I am sorry to hear of your troubles.
Technically, if you paid more than 1/2 the cost of keeping up your household for your children, you may file head of household. You may also claim your children as dependents, assuming that they meet the dependency requirements. If they lived with you more than 1/2 the year and did not pay more than 1/2 the cost of supporting themselves, they will be considered qualifying children dependents.
If your questions concerns whether you or their mother is entitled to claim them, it would appear that you are, because the custodial parent is the parent who may claim the children, unless he or she signs a waiver for the non-custodial parent to claim them. The custodial parent is the parent with whom the children reside for a longer period of time during the tax year.
If you need additional info, please let me know.
I am a little confused about what you mean about "June passed for the first two children".
I will give you all of the dependency rules in detail, so that you can examine them and let me know if you have more questions.
As far as the children are concerned, for determining custodial parent, it would be the parent with whom the children lived with the greater part of the tax year. If they lived with you for 12 months, and her for only 7 months, then you would be considered the custodial parent.
As for the mother, if she left in July, then she does not qualify as your dependent. An unrelated person would have to live with you for the entire year.
I just read your additional info, it was not present when I posted my first response. I am very confused as to who the children lived with and when...I would need to understand in more detail before I could determine who could claim whom.
Here are the dependency rules:
Rules for all dependents include:
All dependents are either Qualifying Children or Qualifying Relatives.
Where did the mother live while children with Grandparents from July 22- ?Nov.?
I have to go offline for a bit, I will be back on in approx. 1 hr and will hopefully be able to give more details.
Okay, I think I understand the situation now. Sorry to ask so many questions but sometimes it is necessary.
There are several issues here. The way I first understood, I thought that you had custody of the children all year. However, it appears that the children only lived with you until July, but lived with their mother all year.
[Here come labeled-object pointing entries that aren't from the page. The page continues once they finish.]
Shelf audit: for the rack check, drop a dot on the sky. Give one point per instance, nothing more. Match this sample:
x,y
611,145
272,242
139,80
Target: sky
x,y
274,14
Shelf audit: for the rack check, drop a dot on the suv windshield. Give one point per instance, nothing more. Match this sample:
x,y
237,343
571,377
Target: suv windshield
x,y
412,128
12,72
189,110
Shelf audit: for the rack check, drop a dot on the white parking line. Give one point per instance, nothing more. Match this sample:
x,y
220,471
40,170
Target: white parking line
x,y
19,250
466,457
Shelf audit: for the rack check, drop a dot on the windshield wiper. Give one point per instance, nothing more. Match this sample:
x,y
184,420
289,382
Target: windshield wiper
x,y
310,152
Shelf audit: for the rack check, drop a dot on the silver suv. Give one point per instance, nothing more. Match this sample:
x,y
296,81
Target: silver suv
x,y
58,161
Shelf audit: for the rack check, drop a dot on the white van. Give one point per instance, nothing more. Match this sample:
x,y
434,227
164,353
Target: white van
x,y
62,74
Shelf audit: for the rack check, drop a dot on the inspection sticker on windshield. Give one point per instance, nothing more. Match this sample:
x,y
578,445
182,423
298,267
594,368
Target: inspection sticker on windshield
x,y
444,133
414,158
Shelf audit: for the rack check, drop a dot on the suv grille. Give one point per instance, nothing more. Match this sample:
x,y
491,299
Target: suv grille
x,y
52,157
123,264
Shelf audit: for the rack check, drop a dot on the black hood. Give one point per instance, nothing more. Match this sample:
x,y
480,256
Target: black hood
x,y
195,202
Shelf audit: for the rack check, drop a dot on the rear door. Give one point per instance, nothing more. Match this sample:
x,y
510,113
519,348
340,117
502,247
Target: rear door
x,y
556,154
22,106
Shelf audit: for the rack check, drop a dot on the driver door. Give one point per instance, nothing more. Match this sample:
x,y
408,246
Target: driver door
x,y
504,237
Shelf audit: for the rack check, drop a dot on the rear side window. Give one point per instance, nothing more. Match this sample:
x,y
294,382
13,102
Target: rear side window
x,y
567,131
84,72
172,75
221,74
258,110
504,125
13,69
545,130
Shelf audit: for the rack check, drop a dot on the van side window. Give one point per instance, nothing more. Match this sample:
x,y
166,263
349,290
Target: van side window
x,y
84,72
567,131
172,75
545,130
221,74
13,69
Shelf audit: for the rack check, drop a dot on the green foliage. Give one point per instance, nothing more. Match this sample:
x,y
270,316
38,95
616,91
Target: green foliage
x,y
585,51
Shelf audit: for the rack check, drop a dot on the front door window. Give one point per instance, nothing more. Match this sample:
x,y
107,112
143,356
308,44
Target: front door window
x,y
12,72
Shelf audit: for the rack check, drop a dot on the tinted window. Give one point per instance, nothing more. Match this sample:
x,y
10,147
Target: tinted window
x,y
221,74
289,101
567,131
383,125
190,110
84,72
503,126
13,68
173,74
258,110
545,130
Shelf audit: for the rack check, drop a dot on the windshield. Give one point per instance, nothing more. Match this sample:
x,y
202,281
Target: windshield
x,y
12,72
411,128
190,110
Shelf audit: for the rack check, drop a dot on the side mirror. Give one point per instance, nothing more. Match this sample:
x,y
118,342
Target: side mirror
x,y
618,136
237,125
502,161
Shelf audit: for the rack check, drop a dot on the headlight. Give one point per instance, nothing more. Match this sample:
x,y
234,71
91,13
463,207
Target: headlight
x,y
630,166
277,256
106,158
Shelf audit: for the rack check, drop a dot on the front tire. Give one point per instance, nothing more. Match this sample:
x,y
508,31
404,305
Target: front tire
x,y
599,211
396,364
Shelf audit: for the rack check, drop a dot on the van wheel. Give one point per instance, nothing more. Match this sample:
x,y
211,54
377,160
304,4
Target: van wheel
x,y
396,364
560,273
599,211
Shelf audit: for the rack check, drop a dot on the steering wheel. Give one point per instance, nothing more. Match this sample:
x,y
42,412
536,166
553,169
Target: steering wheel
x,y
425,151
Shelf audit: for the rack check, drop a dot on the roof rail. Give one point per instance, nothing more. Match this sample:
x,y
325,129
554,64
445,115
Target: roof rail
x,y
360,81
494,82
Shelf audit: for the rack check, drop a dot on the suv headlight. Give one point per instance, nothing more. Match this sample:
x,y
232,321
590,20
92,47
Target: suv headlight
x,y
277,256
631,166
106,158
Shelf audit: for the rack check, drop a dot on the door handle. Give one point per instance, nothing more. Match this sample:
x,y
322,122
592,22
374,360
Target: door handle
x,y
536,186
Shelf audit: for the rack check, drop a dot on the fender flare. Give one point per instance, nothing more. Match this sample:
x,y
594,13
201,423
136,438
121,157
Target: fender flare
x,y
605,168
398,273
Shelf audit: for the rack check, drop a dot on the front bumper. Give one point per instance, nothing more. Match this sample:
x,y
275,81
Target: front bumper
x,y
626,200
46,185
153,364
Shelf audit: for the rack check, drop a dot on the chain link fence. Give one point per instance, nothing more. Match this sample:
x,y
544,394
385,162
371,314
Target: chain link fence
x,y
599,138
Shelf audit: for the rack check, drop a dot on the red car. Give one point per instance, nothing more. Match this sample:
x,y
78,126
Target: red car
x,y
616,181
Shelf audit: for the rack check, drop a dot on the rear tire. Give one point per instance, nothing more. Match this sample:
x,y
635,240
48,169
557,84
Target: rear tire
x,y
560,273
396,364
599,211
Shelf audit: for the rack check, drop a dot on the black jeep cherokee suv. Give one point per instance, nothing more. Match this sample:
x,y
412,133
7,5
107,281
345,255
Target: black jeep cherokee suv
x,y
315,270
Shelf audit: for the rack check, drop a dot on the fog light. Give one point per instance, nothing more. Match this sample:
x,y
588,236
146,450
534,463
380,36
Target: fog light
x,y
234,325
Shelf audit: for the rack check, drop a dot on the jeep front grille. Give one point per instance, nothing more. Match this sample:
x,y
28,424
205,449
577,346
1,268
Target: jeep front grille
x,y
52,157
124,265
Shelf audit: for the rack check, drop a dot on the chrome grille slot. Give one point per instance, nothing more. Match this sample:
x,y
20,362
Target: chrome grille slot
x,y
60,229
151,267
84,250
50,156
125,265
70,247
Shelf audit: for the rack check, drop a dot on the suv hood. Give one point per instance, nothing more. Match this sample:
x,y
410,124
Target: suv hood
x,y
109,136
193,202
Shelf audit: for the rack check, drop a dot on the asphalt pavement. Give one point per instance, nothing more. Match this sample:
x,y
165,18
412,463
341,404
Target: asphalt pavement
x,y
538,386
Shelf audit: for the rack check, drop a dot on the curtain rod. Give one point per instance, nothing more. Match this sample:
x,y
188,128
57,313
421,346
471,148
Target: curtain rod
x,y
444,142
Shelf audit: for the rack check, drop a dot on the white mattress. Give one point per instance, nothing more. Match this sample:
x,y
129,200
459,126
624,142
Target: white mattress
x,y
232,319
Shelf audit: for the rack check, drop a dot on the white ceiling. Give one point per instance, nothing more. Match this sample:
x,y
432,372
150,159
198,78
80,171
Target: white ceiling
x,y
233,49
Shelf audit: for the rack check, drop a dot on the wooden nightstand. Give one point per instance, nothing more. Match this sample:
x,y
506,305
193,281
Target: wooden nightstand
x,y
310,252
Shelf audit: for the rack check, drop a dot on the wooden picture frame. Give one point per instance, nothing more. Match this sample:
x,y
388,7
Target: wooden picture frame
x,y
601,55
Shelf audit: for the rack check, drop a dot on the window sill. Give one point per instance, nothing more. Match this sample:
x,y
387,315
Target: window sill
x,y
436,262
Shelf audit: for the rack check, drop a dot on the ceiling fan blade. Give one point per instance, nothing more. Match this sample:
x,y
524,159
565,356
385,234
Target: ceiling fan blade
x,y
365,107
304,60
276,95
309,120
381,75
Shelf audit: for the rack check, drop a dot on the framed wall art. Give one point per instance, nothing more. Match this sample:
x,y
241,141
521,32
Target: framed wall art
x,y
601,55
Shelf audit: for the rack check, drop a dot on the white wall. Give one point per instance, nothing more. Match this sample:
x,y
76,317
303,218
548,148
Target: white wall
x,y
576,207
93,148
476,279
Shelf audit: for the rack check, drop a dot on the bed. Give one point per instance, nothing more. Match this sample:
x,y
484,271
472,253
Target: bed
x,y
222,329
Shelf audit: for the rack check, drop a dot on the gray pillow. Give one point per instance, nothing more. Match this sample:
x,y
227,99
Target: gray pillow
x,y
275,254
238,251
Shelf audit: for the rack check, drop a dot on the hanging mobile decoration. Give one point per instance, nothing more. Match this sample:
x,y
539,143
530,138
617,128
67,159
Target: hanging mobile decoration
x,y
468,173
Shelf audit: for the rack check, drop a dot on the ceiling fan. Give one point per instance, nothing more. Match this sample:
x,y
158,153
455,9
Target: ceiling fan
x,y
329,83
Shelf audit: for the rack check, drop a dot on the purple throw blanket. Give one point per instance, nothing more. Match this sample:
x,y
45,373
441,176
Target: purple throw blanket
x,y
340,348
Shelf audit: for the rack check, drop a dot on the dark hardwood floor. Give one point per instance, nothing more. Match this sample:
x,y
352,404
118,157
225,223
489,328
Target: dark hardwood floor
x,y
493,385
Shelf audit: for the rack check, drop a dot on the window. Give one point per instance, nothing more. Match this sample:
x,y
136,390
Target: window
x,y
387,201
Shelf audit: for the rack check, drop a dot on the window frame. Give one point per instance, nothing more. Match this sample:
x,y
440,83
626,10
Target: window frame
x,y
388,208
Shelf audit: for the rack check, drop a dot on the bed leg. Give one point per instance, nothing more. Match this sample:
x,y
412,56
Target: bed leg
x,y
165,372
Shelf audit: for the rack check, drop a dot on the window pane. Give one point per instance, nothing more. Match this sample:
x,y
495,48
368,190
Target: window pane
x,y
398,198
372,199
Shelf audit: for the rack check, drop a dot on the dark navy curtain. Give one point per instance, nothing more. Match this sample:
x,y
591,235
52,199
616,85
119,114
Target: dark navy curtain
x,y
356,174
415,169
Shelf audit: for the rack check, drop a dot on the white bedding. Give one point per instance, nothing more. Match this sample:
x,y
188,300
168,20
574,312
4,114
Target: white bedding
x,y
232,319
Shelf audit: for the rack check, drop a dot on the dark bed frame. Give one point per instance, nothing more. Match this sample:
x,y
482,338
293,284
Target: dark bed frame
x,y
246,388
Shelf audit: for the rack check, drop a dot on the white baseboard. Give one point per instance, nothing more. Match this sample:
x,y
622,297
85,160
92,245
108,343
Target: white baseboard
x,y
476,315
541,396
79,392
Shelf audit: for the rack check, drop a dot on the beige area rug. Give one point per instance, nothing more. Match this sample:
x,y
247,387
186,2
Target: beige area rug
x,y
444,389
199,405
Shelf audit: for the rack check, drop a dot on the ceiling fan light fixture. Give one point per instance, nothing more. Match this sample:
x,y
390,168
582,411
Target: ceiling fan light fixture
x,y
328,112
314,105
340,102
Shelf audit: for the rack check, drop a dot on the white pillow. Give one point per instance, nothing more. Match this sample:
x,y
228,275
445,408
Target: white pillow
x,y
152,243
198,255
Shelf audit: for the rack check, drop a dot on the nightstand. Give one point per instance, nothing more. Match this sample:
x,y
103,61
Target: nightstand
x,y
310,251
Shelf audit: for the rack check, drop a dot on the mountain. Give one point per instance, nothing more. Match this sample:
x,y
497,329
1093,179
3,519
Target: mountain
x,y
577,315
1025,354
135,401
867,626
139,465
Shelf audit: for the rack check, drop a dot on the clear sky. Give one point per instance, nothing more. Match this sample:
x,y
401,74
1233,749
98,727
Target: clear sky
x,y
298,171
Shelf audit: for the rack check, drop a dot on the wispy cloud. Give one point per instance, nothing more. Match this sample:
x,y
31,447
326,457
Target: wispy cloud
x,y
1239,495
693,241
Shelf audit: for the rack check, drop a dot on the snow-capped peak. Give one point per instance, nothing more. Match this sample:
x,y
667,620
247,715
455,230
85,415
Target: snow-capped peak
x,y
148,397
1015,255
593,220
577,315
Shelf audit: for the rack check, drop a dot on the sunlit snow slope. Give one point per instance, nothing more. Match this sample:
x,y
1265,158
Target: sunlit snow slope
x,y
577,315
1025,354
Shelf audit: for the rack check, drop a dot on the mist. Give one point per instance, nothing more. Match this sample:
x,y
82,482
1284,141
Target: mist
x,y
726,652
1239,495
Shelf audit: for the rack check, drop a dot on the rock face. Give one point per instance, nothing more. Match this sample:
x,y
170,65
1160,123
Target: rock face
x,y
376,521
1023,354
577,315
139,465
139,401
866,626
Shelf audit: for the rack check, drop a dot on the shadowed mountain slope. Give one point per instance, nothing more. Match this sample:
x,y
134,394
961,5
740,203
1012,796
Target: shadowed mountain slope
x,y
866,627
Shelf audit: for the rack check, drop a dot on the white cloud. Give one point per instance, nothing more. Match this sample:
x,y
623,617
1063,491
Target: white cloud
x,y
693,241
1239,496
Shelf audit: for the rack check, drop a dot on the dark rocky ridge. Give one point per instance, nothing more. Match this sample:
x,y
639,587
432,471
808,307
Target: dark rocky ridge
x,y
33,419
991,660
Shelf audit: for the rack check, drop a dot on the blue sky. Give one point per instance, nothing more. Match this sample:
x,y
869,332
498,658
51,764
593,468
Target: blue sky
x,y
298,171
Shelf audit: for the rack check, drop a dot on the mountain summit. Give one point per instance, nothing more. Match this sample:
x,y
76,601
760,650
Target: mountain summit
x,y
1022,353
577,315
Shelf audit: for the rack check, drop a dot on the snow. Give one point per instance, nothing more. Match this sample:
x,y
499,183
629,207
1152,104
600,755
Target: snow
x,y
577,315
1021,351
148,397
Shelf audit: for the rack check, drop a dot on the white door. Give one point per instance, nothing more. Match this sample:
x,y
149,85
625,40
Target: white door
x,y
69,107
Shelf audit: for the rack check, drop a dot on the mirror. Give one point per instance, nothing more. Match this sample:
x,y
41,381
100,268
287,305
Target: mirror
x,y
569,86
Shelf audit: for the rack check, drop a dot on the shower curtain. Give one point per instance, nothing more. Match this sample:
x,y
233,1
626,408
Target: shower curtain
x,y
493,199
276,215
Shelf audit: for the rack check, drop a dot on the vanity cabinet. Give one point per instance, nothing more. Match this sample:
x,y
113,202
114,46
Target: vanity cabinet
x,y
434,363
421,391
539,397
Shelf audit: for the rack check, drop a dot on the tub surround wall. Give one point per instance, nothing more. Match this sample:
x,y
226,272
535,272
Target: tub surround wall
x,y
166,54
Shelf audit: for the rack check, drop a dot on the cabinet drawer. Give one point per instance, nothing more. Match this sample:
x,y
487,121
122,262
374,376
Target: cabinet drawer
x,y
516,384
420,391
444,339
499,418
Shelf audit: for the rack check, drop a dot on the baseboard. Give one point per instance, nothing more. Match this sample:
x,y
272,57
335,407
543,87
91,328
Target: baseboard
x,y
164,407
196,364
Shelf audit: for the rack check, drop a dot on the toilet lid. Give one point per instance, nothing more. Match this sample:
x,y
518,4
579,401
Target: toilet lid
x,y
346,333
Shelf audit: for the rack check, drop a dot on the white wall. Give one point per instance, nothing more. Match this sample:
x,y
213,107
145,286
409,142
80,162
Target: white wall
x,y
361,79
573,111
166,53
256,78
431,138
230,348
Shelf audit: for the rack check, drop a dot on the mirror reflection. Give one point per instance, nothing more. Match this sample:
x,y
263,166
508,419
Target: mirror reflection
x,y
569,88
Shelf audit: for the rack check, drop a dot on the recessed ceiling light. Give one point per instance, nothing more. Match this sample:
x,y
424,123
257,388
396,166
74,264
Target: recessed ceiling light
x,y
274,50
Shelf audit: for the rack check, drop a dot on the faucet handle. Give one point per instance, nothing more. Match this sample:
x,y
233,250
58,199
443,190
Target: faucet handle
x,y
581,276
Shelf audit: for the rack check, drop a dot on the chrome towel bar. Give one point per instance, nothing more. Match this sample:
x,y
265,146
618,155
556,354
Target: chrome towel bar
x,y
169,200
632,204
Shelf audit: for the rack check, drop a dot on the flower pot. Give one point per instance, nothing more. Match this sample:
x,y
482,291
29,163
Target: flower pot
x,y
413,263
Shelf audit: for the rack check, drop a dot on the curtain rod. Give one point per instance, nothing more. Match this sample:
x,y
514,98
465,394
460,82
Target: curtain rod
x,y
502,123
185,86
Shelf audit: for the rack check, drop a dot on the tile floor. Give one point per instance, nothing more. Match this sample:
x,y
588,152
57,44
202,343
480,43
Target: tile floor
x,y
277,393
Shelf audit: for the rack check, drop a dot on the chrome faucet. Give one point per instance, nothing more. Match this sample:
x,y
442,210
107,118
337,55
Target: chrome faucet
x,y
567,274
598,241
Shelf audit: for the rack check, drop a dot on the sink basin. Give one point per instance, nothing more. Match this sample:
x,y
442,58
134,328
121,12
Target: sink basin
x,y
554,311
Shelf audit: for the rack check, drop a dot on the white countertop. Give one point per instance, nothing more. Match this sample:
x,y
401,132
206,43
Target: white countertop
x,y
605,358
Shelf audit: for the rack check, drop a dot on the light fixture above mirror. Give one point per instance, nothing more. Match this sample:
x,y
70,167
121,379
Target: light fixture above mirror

As such, the children are qualifying children of both you and their mother, but she meets the definition of custodial parent.
The grandmother has no legal basis to claim the children, because the children lived with her for less than 1 year, and as such they are not her "qualifying children". You cannot claim a dependent that is a qualifying child of another taxpayer.
There are certain rules for children of divorced or separated parents, but these rules do not apply because they require the parents to live apart during the last 6 months of the year.
So, The children are "qualifying children" of both you and their mother. As such, if both of you claim the same children, the tie-breaker rules will kick in and she will be awarded the right to claim them because they resided with her for the longer part of the year. If you and the grandmother both claim the children, you have the higher right to the claim because they are your qualifying children.
If the mother did work for part of the year, she may claim the children and receive earned income credit--which can provide her with a large refund. However, depending upon what she earned, it may not benefit her to claim all three children. Therefore, you should work out with her which children you will each be claiming.
I know it is frustrating.
You don't necessarily have the facts straight.
This year, you do qualify as head of household, and your children are qualifying children for you. However, they are also qualifying children of their mother, and if both of you claim the same children---tiebreaker rules will allow her claim.
The Custodial parent has nothing to do with who worked or who made more money, it has to do with the residence of the children.
Why don't you discuss this with her. She could claim two of the children and get a very large refund (depending on her income). And you could claim the third child as a dependent and for head of household filing status. Or, if she made so little it might not even benefit her to claim the kids as depdnents at all, but she could still use them as qualifying persons for earned income credit, and you could claim them as dependents. This would probably benefit both of you the greatest. There will only be a problem if two people claim the same child as dependent.